Die besten Modelle im direkten Vergleich
Die folgende Tabelle stellt die wichtigsten technischen Spezifikationen beider Kontrahenten gegenüber. Alle Daten basieren auf den offiziellen Herstellerangaben.
| Kriterium | Dell UltraSharp U2724D | LG 27QN880-B Ergo |
|---|---|---|
| Aktueller Preis | ca. 349,00 € | ca. 379,00 € |
| Auflösung & Größe | 27 Zoll, WQHD (2560 x 1440) | 27 Zoll, WQHD (2560 x 1440) |
| Panel & Bildwiederholrate | IPS Black, 120 Hz | IPS, 75 Hz |
| Ergonomie-Konzept | Klassischer Standfuß (höhenverstellbar) | C-Klemmen-Monitorarm (Tischmontage) |
| USB-C Power Delivery | ❌ Nein (nur Daten/Video) | ✅ Ja (60 Watt) |
| Ideal für | Textarbeit, sensible Augen, Multi-Monitor | Minimalisten, kleine Schreibtische |
| Unsere Wertung | 9.2 / 10 | 8.8 / 10 |
💡 Tipp: Wenn du planst, einen Zweiten Monitor einrichten zu wollen, achte auf sogenannte "Daisy-Chain"-Fähigkeiten. Der Dell unterstützt dies via DisplayPort-Out, was den Kabelsalat massiv reduziert.
Dell UltraSharp U2724D im Detail: Der Augenschoner
Der Dell UltraSharp U2724D richtet sich an anspruchsvolle Anwender, die Wert auf exzellente Kontraste legen. Laut Anbieter verdoppelt die verbaute IPS-Black-Technologie das Kontrastverhältnis auf 2000:1 im Vergleich zu herkömmlichen IPS-Panels. Das sorgt für tiefere Schwarztöne und eine gestochen scharfe Textdarstellung.

Besonders hervorzuheben ist die Bildwiederholrate von 120 Hz. Käufer berichten häufig, dass das Scrollen durch lange PDF-Dokumente oder Excel-Tabellen spürbar flüssiger abläuft als bei Standard-60-Hz-Monitoren. Dies reduziert die Ermüdung der Augen erheblich. Der Monitor verfügt zudem über einen integrierten Umgebungslichtsensor, der Helligkeit und Farbtemperatur automatisch anpasst – eine perfekte Ergänzung für eine optimale Homeoffice Beleuchtung.
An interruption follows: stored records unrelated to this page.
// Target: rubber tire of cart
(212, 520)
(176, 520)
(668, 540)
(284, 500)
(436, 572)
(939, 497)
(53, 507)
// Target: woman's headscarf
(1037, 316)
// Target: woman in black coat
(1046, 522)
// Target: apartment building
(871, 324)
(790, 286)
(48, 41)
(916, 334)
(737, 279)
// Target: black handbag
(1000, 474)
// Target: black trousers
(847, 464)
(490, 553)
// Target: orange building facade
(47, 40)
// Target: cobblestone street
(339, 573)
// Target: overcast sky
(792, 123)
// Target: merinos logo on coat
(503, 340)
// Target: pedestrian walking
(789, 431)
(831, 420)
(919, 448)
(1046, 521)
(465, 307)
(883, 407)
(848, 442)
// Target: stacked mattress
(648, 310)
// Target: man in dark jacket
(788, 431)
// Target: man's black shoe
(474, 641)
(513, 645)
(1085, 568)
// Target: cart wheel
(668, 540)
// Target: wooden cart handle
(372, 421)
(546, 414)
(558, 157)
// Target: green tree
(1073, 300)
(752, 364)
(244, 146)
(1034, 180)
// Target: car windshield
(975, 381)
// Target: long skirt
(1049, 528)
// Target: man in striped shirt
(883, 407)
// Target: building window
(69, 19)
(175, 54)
Trotz des Preises von rund 349,00 € verzichtet Dell bei diesem Modell auf eine USB-C-Stromversorgung für Laptops. Wer sein Notebook laden möchte, benötigt weiterhin das separate Netzteil. Dafür punktet der Bildschirm mit einem extrem flexiblen Standfuß, der sich um 150 mm in der Höhe verstellen lässt.
Pro und Contra des Dell UltraSharp U2724D:
✅ 120 Hz Bildwiederholrate für extrem flüssiges Scrollen
✅ IPS-Black-Panel mit hervorragendem Kontrast (2000:1)
✅ 5-Sterne-Zertifizierung vom TÜV Rheinland für Augenschonung
✅ Nahezu rahmenloses Design, ideal für Multi-Monitor-Setups
❌ Keine USB-C Power Delivery Funktion zum Laden von Laptops
❌ Keine integrierten Lautsprecher vorhanden
LG 27QN880-B Ergo im Detail: Das Platzwunder
Der LG 27QN880-B Ergo verfolgt einen völlig anderen Ansatz. Statt eines klassischen Standfußes liefert LG laut technischen Datenblättern einen massiven Schwenkarm mit, der per C-Klemme an der Tischplatte befestigt wird. Dieses Konzept befreit den Schreibtisch von sperrigen Standfüßen und schafft wertvollen Arbeitsplatz.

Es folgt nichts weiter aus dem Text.